# 2016 Ridgeway Rendezvous Anyone Going?



## carhartt (Jan 27, 2016)

The dates have changed this yr. March 5- 12th. Always a good time. Don't forget to get a Straub's while you are in town.
http://chainsawrendezvous.org/


----------



## A10egress (Jan 27, 2016)

Im going for a first time trip as a spectator!


----------



## carhartt (Jan 28, 2016)

You will enjoy it. The carvers have amazing abilities. I would recommend going later in the wk than earlier to give them a chance to get something carved. Bring a lot of cash if you see something you like. You will take notice to carvers that carve bears and carvers that can truly "carve" a bear.
I saw your post earlier about looking for a local sawmill. Marty from Woodmizer is there with demonstration models. Just incase that interests you. After looking at the new LT15 Id love to upgrade.


----------



## A10egress (Jan 28, 2016)

Someday, I'd like to have a A-10 carved and mounted on a pedestal...(not to scale of course)  Thanks for the info, it should be a nice time and it looks like a lot of carvers signed up!


----------



## Timberframed (Jan 29, 2016)

See you guys there. I'm going to carve a bunch of cold ones.


----------



## carhartt (Jan 29, 2016)

That is half my reason for going up. I am loyal to my Straub's. I will be there on Thurs and Fri. Free sampling at the brewery for those that do not know. Anyone try the new restaurant in St Marys yet?


----------



## A10egress (Jan 29, 2016)

carhartt said:


> That is half my reason for going up. I am loyal to my Straub's. I will be there on Thurs and Fri. Free sampling at the brewery for those that do not know. Anyone try the new restaurant in St Marys yet?

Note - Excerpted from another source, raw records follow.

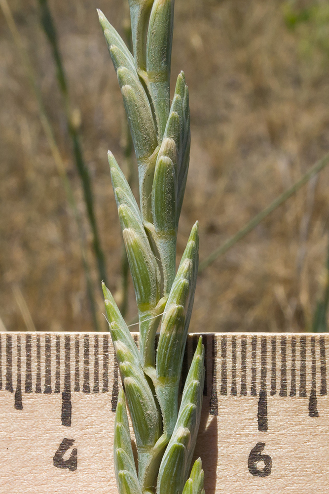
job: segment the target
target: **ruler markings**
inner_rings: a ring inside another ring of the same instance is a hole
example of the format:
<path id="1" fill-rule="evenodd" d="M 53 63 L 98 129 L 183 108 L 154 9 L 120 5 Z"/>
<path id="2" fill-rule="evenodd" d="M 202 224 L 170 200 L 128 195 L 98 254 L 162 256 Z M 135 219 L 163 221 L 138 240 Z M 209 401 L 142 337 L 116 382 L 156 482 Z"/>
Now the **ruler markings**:
<path id="1" fill-rule="evenodd" d="M 85 334 L 83 336 L 83 393 L 90 392 L 89 377 L 89 335 Z"/>
<path id="2" fill-rule="evenodd" d="M 93 393 L 99 393 L 99 356 L 98 335 L 94 338 L 94 386 Z"/>
<path id="3" fill-rule="evenodd" d="M 45 371 L 44 390 L 45 394 L 51 393 L 51 338 L 50 334 L 46 334 L 45 337 Z"/>
<path id="4" fill-rule="evenodd" d="M 281 336 L 280 339 L 280 396 L 287 396 L 287 337 Z"/>
<path id="5" fill-rule="evenodd" d="M 321 385 L 320 394 L 321 396 L 327 394 L 327 365 L 326 363 L 326 344 L 325 337 L 320 336 L 319 339 L 320 352 L 320 371 L 321 372 Z"/>
<path id="6" fill-rule="evenodd" d="M 109 335 L 103 337 L 103 393 L 109 391 Z"/>
<path id="7" fill-rule="evenodd" d="M 56 337 L 56 370 L 55 371 L 55 390 L 54 393 L 61 392 L 61 340 L 59 335 Z"/>
<path id="8" fill-rule="evenodd" d="M 210 335 L 206 335 L 206 337 L 202 340 L 203 346 L 205 347 L 205 383 L 203 385 L 203 396 L 207 396 L 208 395 L 208 339 L 210 339 Z M 198 341 L 199 337 L 198 337 Z"/>
<path id="9" fill-rule="evenodd" d="M 64 339 L 64 389 L 62 393 L 62 425 L 66 427 L 71 425 L 72 413 L 71 352 L 70 336 L 66 334 Z"/>
<path id="10" fill-rule="evenodd" d="M 1 351 L 3 347 L 1 346 L 2 340 L 0 340 L 0 363 L 2 362 L 1 359 L 5 362 L 5 389 L 13 393 L 14 381 L 16 384 L 14 404 L 15 409 L 23 409 L 22 395 L 23 391 L 31 393 L 34 390 L 36 393 L 43 391 L 46 394 L 51 393 L 52 391 L 57 393 L 62 392 L 62 423 L 67 426 L 71 425 L 72 419 L 71 385 L 74 386 L 73 389 L 74 391 L 80 390 L 81 363 L 83 369 L 82 391 L 87 393 L 90 393 L 91 389 L 93 393 L 107 392 L 111 385 L 111 408 L 112 410 L 115 411 L 120 387 L 120 376 L 117 361 L 113 358 L 114 353 L 112 354 L 110 351 L 108 334 L 91 336 L 88 334 L 82 335 L 57 334 L 54 335 L 53 339 L 53 336 L 49 333 L 37 334 L 35 337 L 30 334 L 22 335 L 7 334 L 4 334 L 3 337 L 5 345 L 3 352 Z M 191 335 L 188 338 L 183 358 L 187 367 L 194 355 L 198 338 L 199 336 L 197 334 Z M 137 335 L 134 335 L 134 339 L 138 342 Z M 295 396 L 299 388 L 298 395 L 301 398 L 309 398 L 309 415 L 311 417 L 319 416 L 318 396 L 327 394 L 326 340 L 323 336 L 310 335 L 308 338 L 304 335 L 291 337 L 286 335 L 257 337 L 253 335 L 249 337 L 246 335 L 235 334 L 218 336 L 205 335 L 204 344 L 206 372 L 204 395 L 207 396 L 208 392 L 210 392 L 210 414 L 218 414 L 219 392 L 223 396 L 229 394 L 236 396 L 239 394 L 246 396 L 249 394 L 248 381 L 251 382 L 250 395 L 258 396 L 258 429 L 261 431 L 267 430 L 267 389 L 272 396 L 276 393 L 277 341 L 279 341 L 279 346 L 278 360 L 280 364 L 278 365 L 280 366 L 280 396 L 282 397 Z M 249 345 L 251 350 L 250 357 L 248 357 Z M 61 347 L 64 357 L 62 384 L 60 375 Z M 80 360 L 80 351 L 82 348 L 83 358 Z M 73 350 L 72 366 L 71 349 Z M 35 353 L 33 353 L 33 350 Z M 53 364 L 55 369 L 52 365 L 52 351 L 55 357 Z M 257 351 L 259 352 L 259 356 Z M 36 365 L 33 371 L 35 373 L 34 374 L 32 370 L 34 361 Z M 113 370 L 113 376 L 111 376 L 110 379 L 110 362 L 112 363 L 111 369 Z M 44 369 L 42 367 L 43 363 Z M 218 363 L 218 368 L 220 369 L 219 375 L 217 371 Z M 23 370 L 25 385 L 22 389 Z M 1 370 L 0 367 L 0 382 L 2 380 Z M 55 380 L 53 390 L 52 372 L 54 370 Z M 247 374 L 247 370 L 251 372 L 251 374 Z M 36 381 L 33 389 L 34 375 Z M 91 382 L 90 381 L 91 375 L 92 376 Z M 43 387 L 41 385 L 43 378 L 44 387 L 41 391 L 41 387 Z M 258 382 L 259 387 L 257 389 Z M 183 381 L 182 385 L 183 385 Z"/>
<path id="11" fill-rule="evenodd" d="M 306 337 L 301 336 L 299 339 L 300 345 L 300 368 L 299 381 L 299 396 L 306 398 Z"/>
<path id="12" fill-rule="evenodd" d="M 0 390 L 2 389 L 2 338 L 0 334 Z"/>
<path id="13" fill-rule="evenodd" d="M 15 403 L 14 406 L 16 410 L 23 410 L 23 404 L 22 403 L 22 359 L 21 354 L 21 336 L 17 335 L 17 382 L 16 391 L 15 392 Z"/>
<path id="14" fill-rule="evenodd" d="M 74 392 L 80 391 L 80 339 L 78 336 L 74 338 Z"/>
<path id="15" fill-rule="evenodd" d="M 236 385 L 236 336 L 232 336 L 232 384 L 231 385 L 231 396 L 236 396 L 238 394 Z"/>
<path id="16" fill-rule="evenodd" d="M 312 381 L 311 384 L 311 392 L 308 404 L 308 410 L 310 417 L 318 417 L 319 412 L 317 410 L 317 391 L 316 391 L 316 360 L 315 356 L 315 336 L 311 338 L 311 355 L 312 357 L 311 375 Z"/>
<path id="17" fill-rule="evenodd" d="M 217 397 L 217 340 L 215 334 L 211 336 L 213 365 L 212 366 L 212 386 L 209 403 L 210 415 L 218 415 L 218 400 Z"/>
<path id="18" fill-rule="evenodd" d="M 265 336 L 260 340 L 260 388 L 258 402 L 258 430 L 265 432 L 267 430 L 267 341 Z"/>
<path id="19" fill-rule="evenodd" d="M 14 392 L 12 387 L 12 340 L 11 334 L 6 337 L 6 390 Z"/>
<path id="20" fill-rule="evenodd" d="M 276 394 L 276 336 L 271 338 L 271 396 Z"/>
<path id="21" fill-rule="evenodd" d="M 220 344 L 221 370 L 220 372 L 220 394 L 227 394 L 227 369 L 226 367 L 227 339 L 225 335 L 221 336 Z"/>
<path id="22" fill-rule="evenodd" d="M 40 337 L 37 336 L 37 380 L 36 381 L 36 393 L 40 393 L 41 390 L 41 342 Z"/>
<path id="23" fill-rule="evenodd" d="M 25 393 L 32 393 L 32 336 L 27 334 L 25 338 L 26 368 L 25 371 Z"/>
<path id="24" fill-rule="evenodd" d="M 118 397 L 119 396 L 119 365 L 118 364 L 118 361 L 116 355 L 114 355 L 114 361 L 113 369 L 113 386 L 112 387 L 112 398 L 111 399 L 112 412 L 115 412 L 116 410 L 116 405 L 118 402 Z"/>
<path id="25" fill-rule="evenodd" d="M 252 337 L 252 375 L 250 394 L 257 396 L 257 336 Z"/>
<path id="26" fill-rule="evenodd" d="M 291 380 L 290 396 L 296 396 L 296 337 L 292 336 L 291 341 L 292 352 Z"/>
<path id="27" fill-rule="evenodd" d="M 241 338 L 241 396 L 247 396 L 247 338 Z"/>

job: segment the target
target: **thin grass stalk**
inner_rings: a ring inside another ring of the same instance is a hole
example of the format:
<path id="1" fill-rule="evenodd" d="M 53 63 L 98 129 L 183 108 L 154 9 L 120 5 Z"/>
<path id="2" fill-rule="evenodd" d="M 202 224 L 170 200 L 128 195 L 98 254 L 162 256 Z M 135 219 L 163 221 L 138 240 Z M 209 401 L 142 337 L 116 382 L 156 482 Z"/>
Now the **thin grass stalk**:
<path id="1" fill-rule="evenodd" d="M 93 249 L 98 269 L 100 284 L 106 283 L 107 274 L 104 254 L 95 213 L 94 195 L 89 172 L 84 159 L 80 137 L 72 118 L 71 104 L 67 78 L 58 41 L 56 24 L 49 8 L 48 0 L 39 0 L 41 25 L 49 41 L 56 67 L 58 86 L 63 98 L 69 135 L 71 139 L 74 162 L 80 177 L 87 217 L 93 236 Z"/>
<path id="2" fill-rule="evenodd" d="M 17 307 L 25 323 L 27 331 L 37 331 L 31 313 L 29 310 L 28 304 L 22 293 L 22 290 L 17 285 L 13 285 L 11 289 L 16 300 L 16 303 L 17 304 Z"/>
<path id="3" fill-rule="evenodd" d="M 261 211 L 260 212 L 256 214 L 251 220 L 248 222 L 241 230 L 239 230 L 232 237 L 228 239 L 222 246 L 216 249 L 213 252 L 210 254 L 200 263 L 199 267 L 199 273 L 201 273 L 206 268 L 210 266 L 212 263 L 214 262 L 218 257 L 222 255 L 227 251 L 231 247 L 233 247 L 237 242 L 238 242 L 244 237 L 250 233 L 254 229 L 259 225 L 266 216 L 273 212 L 277 207 L 281 206 L 291 197 L 294 194 L 297 192 L 303 185 L 305 185 L 308 181 L 317 173 L 319 173 L 322 170 L 329 165 L 329 154 L 326 155 L 323 158 L 317 161 L 300 178 L 295 182 L 289 189 L 283 192 L 282 194 L 278 196 L 270 204 Z"/>
<path id="4" fill-rule="evenodd" d="M 30 61 L 28 55 L 22 41 L 20 35 L 16 25 L 11 11 L 7 0 L 0 0 L 0 7 L 4 16 L 7 25 L 11 33 L 15 43 L 17 47 L 21 56 L 23 65 L 28 76 L 32 90 L 37 103 L 39 117 L 46 135 L 46 137 L 50 148 L 51 153 L 56 164 L 58 174 L 63 183 L 66 192 L 67 199 L 71 207 L 78 228 L 78 238 L 79 245 L 81 253 L 81 258 L 83 266 L 86 284 L 87 287 L 87 294 L 90 306 L 90 311 L 94 328 L 96 331 L 99 331 L 99 327 L 96 315 L 96 305 L 94 296 L 93 284 L 90 276 L 90 271 L 87 255 L 84 247 L 84 234 L 82 222 L 78 212 L 76 204 L 74 198 L 69 178 L 66 173 L 65 166 L 57 146 L 52 126 L 48 118 L 47 113 L 43 104 L 42 98 L 37 83 L 37 78 L 34 73 L 32 65 Z"/>
<path id="5" fill-rule="evenodd" d="M 329 243 L 326 262 L 326 281 L 323 288 L 322 299 L 318 300 L 316 304 L 312 330 L 314 333 L 327 332 L 328 330 L 328 314 L 329 305 Z"/>

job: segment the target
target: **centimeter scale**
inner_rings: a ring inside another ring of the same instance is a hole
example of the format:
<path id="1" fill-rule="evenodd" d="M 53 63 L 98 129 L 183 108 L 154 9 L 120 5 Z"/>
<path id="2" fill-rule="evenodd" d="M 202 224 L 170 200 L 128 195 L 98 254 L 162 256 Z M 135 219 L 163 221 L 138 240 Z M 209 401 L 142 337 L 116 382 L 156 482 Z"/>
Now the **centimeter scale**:
<path id="1" fill-rule="evenodd" d="M 329 494 L 329 334 L 203 336 L 206 494 Z M 120 385 L 109 333 L 0 333 L 0 494 L 116 494 Z"/>

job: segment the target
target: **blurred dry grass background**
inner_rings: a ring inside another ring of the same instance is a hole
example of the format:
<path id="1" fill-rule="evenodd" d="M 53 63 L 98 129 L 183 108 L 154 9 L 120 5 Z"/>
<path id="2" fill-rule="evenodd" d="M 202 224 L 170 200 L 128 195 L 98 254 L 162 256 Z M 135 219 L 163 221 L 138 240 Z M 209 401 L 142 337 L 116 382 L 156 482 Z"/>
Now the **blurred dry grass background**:
<path id="1" fill-rule="evenodd" d="M 10 3 L 84 214 L 37 2 Z M 279 0 L 176 0 L 172 77 L 185 73 L 192 132 L 179 258 L 196 219 L 202 260 L 329 151 L 327 3 L 294 2 L 296 12 L 314 7 L 317 14 L 296 20 L 291 4 Z M 122 33 L 123 3 L 49 0 L 92 178 L 109 288 L 117 294 L 121 233 L 106 153 L 123 163 L 124 117 L 95 9 Z M 1 14 L 0 103 L 0 317 L 8 330 L 26 329 L 21 293 L 37 329 L 92 330 L 76 226 Z M 191 330 L 309 329 L 326 275 L 329 179 L 326 169 L 205 270 Z M 105 329 L 86 221 L 85 231 Z M 130 300 L 128 320 L 136 313 L 131 284 Z"/>

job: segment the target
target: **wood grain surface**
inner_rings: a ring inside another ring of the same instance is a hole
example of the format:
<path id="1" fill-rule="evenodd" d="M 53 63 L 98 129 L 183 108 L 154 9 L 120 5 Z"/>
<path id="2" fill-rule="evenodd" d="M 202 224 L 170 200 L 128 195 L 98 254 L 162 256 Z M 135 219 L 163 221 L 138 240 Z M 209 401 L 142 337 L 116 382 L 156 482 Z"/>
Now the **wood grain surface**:
<path id="1" fill-rule="evenodd" d="M 182 386 L 198 337 L 188 337 Z M 195 456 L 206 494 L 329 493 L 329 335 L 203 341 Z M 120 385 L 108 333 L 0 333 L 0 494 L 116 494 Z"/>

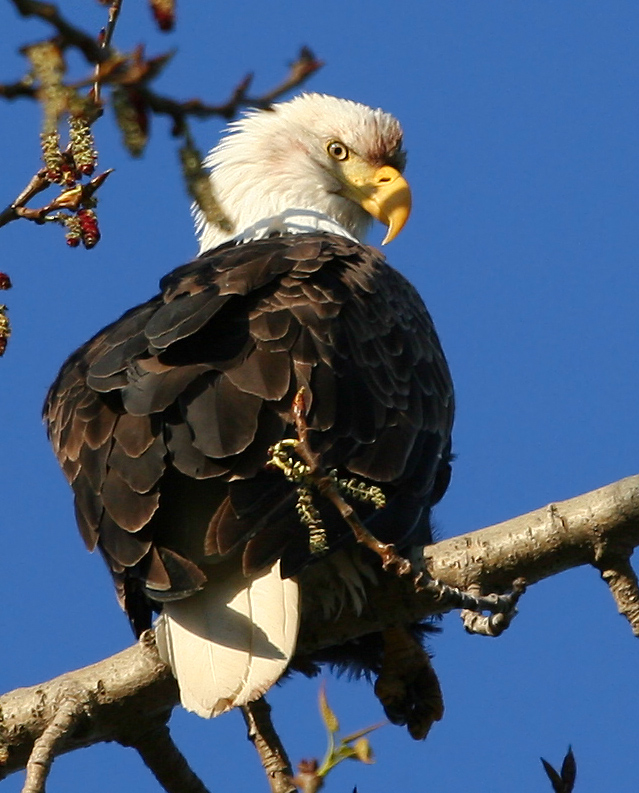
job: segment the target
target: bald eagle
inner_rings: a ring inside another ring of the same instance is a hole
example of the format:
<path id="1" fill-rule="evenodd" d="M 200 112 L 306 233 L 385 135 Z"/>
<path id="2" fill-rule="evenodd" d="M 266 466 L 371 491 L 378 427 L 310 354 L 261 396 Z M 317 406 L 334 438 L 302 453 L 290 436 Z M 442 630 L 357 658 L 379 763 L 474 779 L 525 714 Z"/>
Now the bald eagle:
<path id="1" fill-rule="evenodd" d="M 314 545 L 295 482 L 268 465 L 295 437 L 300 389 L 322 465 L 383 493 L 381 509 L 356 504 L 373 535 L 406 553 L 431 541 L 451 378 L 421 298 L 362 242 L 372 218 L 384 242 L 406 222 L 404 164 L 382 110 L 306 94 L 249 112 L 207 160 L 232 229 L 197 213 L 199 256 L 73 353 L 48 394 L 82 537 L 137 634 L 160 614 L 161 652 L 201 716 L 263 694 L 294 659 L 300 613 L 362 609 L 382 574 L 319 493 Z M 298 665 L 352 661 L 383 677 L 388 642 Z M 441 715 L 422 656 L 401 695 L 378 691 L 415 737 Z"/>

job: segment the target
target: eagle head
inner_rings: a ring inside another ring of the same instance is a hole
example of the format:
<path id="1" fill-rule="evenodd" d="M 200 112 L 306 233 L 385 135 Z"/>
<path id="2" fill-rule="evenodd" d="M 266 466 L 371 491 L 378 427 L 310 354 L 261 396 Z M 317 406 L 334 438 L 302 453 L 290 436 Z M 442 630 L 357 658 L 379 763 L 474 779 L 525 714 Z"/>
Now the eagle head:
<path id="1" fill-rule="evenodd" d="M 410 213 L 402 128 L 346 99 L 302 94 L 232 123 L 210 152 L 214 195 L 232 229 L 196 210 L 200 251 L 274 232 L 329 231 L 361 241 L 372 218 L 384 243 Z"/>

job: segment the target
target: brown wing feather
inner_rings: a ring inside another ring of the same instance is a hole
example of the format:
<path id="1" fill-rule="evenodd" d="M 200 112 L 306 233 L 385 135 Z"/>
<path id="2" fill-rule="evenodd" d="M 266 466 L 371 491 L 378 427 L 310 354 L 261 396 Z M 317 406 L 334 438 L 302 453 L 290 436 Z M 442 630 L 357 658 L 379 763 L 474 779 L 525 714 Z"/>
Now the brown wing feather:
<path id="1" fill-rule="evenodd" d="M 383 484 L 374 530 L 428 539 L 452 386 L 421 299 L 377 252 L 327 234 L 229 244 L 161 288 L 69 358 L 44 409 L 80 531 L 138 631 L 202 585 L 207 555 L 244 547 L 247 572 L 282 557 L 287 574 L 311 560 L 293 487 L 264 468 L 302 385 L 325 465 Z"/>

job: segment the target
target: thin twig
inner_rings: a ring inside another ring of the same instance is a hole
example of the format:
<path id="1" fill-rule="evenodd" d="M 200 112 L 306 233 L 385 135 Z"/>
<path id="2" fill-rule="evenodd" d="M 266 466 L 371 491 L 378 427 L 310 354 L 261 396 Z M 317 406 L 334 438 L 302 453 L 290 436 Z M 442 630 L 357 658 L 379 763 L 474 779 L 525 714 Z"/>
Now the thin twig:
<path id="1" fill-rule="evenodd" d="M 184 102 L 179 102 L 171 97 L 156 93 L 146 85 L 138 85 L 136 88 L 139 89 L 150 110 L 158 115 L 170 116 L 173 119 L 173 134 L 181 135 L 184 128 L 184 120 L 189 116 L 200 119 L 221 116 L 230 120 L 243 107 L 266 109 L 285 93 L 302 86 L 323 65 L 323 62 L 317 60 L 308 48 L 303 47 L 297 60 L 290 65 L 286 79 L 276 88 L 267 91 L 261 96 L 249 96 L 247 92 L 253 78 L 253 75 L 249 74 L 235 86 L 226 102 L 219 105 L 206 104 L 200 99 L 188 99 Z"/>
<path id="2" fill-rule="evenodd" d="M 271 720 L 271 706 L 264 699 L 242 706 L 248 738 L 255 746 L 266 772 L 271 793 L 295 793 L 291 762 Z"/>
<path id="3" fill-rule="evenodd" d="M 83 711 L 84 704 L 77 699 L 66 699 L 60 705 L 51 723 L 33 744 L 22 793 L 44 793 L 56 748 L 74 728 Z"/>
<path id="4" fill-rule="evenodd" d="M 62 44 L 79 49 L 89 63 L 102 63 L 109 57 L 108 50 L 103 50 L 92 36 L 68 22 L 53 3 L 43 3 L 40 0 L 11 0 L 11 2 L 21 16 L 39 17 L 53 25 L 63 39 Z"/>
<path id="5" fill-rule="evenodd" d="M 133 746 L 153 776 L 167 793 L 208 793 L 208 789 L 177 748 L 164 723 L 132 739 L 120 740 Z"/>
<path id="6" fill-rule="evenodd" d="M 7 223 L 11 223 L 12 220 L 17 220 L 19 215 L 16 210 L 19 207 L 23 207 L 38 193 L 46 190 L 50 184 L 51 182 L 46 177 L 46 169 L 41 168 L 38 173 L 31 177 L 29 184 L 20 192 L 15 201 L 0 212 L 0 228 L 6 226 Z"/>
<path id="7" fill-rule="evenodd" d="M 40 207 L 39 209 L 31 209 L 24 206 L 26 201 L 49 186 L 49 182 L 47 181 L 44 187 L 39 187 L 38 180 L 41 174 L 41 172 L 39 172 L 29 183 L 29 185 L 33 185 L 32 189 L 30 190 L 29 187 L 27 187 L 27 189 L 20 194 L 18 199 L 16 199 L 16 202 L 11 204 L 10 207 L 7 207 L 7 209 L 0 214 L 0 227 L 6 226 L 7 223 L 10 223 L 12 220 L 17 220 L 18 218 L 32 220 L 35 223 L 44 223 L 44 221 L 47 220 L 47 215 L 58 209 L 76 211 L 83 204 L 91 200 L 96 190 L 104 184 L 108 176 L 112 173 L 113 168 L 109 168 L 104 171 L 104 173 L 94 176 L 93 179 L 86 184 L 78 184 L 75 187 L 64 190 L 46 206 Z M 39 187 L 39 189 L 36 189 L 36 187 Z"/>
<path id="8" fill-rule="evenodd" d="M 113 33 L 115 32 L 115 26 L 118 23 L 118 17 L 120 16 L 120 10 L 122 8 L 122 0 L 113 0 L 111 5 L 109 6 L 109 20 L 106 24 L 106 27 L 102 30 L 100 35 L 100 49 L 104 51 L 106 55 L 108 55 L 108 51 L 111 47 L 111 41 L 113 39 Z M 95 82 L 93 83 L 93 101 L 96 105 L 100 104 L 100 64 L 96 64 L 95 67 Z"/>

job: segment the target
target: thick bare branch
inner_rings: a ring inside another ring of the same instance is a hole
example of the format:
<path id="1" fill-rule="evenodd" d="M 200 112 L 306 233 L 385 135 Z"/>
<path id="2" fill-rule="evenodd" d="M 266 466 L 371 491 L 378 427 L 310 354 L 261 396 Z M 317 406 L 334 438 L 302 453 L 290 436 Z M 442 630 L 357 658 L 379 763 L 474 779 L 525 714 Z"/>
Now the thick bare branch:
<path id="1" fill-rule="evenodd" d="M 70 696 L 83 702 L 86 715 L 56 746 L 56 755 L 119 740 L 140 720 L 142 729 L 149 719 L 166 720 L 179 700 L 177 684 L 149 631 L 138 644 L 104 661 L 1 697 L 0 778 L 25 768 L 35 741 Z"/>
<path id="2" fill-rule="evenodd" d="M 634 627 L 634 573 L 609 560 L 627 559 L 637 545 L 639 476 L 633 476 L 443 540 L 428 546 L 424 556 L 434 578 L 450 587 L 467 590 L 475 586 L 484 592 L 509 589 L 521 577 L 530 585 L 572 567 L 593 565 L 610 581 L 620 610 Z M 629 595 L 619 594 L 624 588 Z M 378 586 L 371 589 L 369 605 L 359 616 L 345 609 L 337 620 L 321 621 L 321 610 L 312 602 L 308 605 L 304 611 L 310 617 L 303 621 L 298 641 L 300 654 L 451 609 L 431 591 L 415 592 L 411 581 L 390 573 L 381 576 Z M 79 691 L 83 692 L 80 700 Z M 56 746 L 56 754 L 105 740 L 137 745 L 150 725 L 166 721 L 178 702 L 175 681 L 157 655 L 152 634 L 147 633 L 136 646 L 98 664 L 1 697 L 0 777 L 26 766 L 35 741 L 70 695 L 83 702 L 83 715 L 78 729 Z M 138 723 L 135 737 L 131 725 Z"/>
<path id="3" fill-rule="evenodd" d="M 82 711 L 82 702 L 75 697 L 66 699 L 60 705 L 53 721 L 33 744 L 33 750 L 27 762 L 27 778 L 22 793 L 44 793 L 45 782 L 56 755 L 56 748 L 71 732 L 82 715 Z"/>

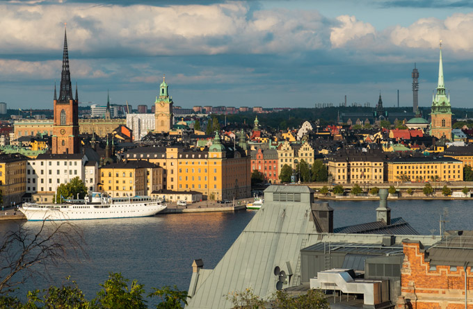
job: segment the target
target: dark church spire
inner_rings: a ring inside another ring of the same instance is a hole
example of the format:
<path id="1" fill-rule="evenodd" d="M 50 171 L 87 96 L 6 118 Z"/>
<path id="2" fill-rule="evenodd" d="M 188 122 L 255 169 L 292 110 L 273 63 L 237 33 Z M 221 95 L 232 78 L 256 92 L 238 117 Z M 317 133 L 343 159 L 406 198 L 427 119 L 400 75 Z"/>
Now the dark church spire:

what new Restaurant? always up for trying something new! The little place at the airport looks interesting, but never been there


----------



## Timberframed (Jan 29, 2016)

I might venture whippin' up a 5 gl pot of chile on a 426d tailgate like. Carhartt, that avatar just busted my boys up! some guys are easy to please.


----------



## carhartt (Jan 29, 2016)

Just opened/reopened up this summer I believe. Italian if I am not mistaken. I will have to do some research before I head up. Gunners and Bennezette Hotel are good food stops. Good chance you will see and elk on the way to the hotel.


----------



## A10egress (Jan 29, 2016)

mmmmm chili..... warms ya twice.


----------



## Timberframed (Jan 29, 2016)

There's the Weedville Hotel as well owned and operated by a friend of mine. On 555. I'm sure he has Straub on tap.


----------



## carhartt (Jan 29, 2016)

We stay with friends just outside of Weedville on Greys Hill and never ended up at the Hotel. Never knew of the Hotel. Tried the Big Trout I believe is the name once.
I try to be as bad as I can and still never get a ton of coal/wood for Christmas. So I felt the avatar was fitting.


----------



## A10egress (Jan 29, 2016)

Swing by the Sinnamahoning tavern and get a block of the smoked cooper cheese


----------



## carhartt (Feb 1, 2016)

I make my own smoked cooper. Do you mean the Willows? Not sure where the tavern is? I always get some cheddar off the block at Wharton.


----------



## A10egress (Feb 1, 2016)

The Sinnemahoning tavern is right in town of Sinnemahoning... on the left side if you leave the Willows heading west. They also sell the cheddar that the Wharton has. LOL, Nice to chat with people who know the same area. When I mention Sinnamahoning around here, most people say "sinna-ma who?"


----------



## carhartt (Feb 2, 2016)

After a short conversation, I figured out what the Tavern is. The brown t111 siding that normally has the welcome hunters sign out front. How much do they charge for the smoked coopers? Ive spent some time up that way yrs passed but don't get up as much as I'd like anymore. Almost a 3 hr drive for me. 178 miles to the brewery from my door.


----------



## Timberframed (Feb 2, 2016)

Guys, Is this rendezvous going to turn into some kinda' North PA bar/cheddar cheese tour as the college kids call it? If so I'll bring plenty of crackers. Anyone been to that cock eyed cricket joint over in Austin? Or the old tannery saloon. They got cooper there too.


----------



## carhartt (Feb 2, 2016)




----------



## carhartt (Feb 2, 2016)




----------



## A10egress (Feb 2, 2016)

WOW...


----------



## A10egress (Feb 2, 2016)

Timberframed said:


> Guys, Is this rendezvous going to turn into some kinda' North PA bar/cheddar cheese tour as the college kids call it? If so I'll bring plenty of crackers. Anyone been to that cock eyed cricket joint over in Austin? Or the old tannery saloon. They got cooper there too.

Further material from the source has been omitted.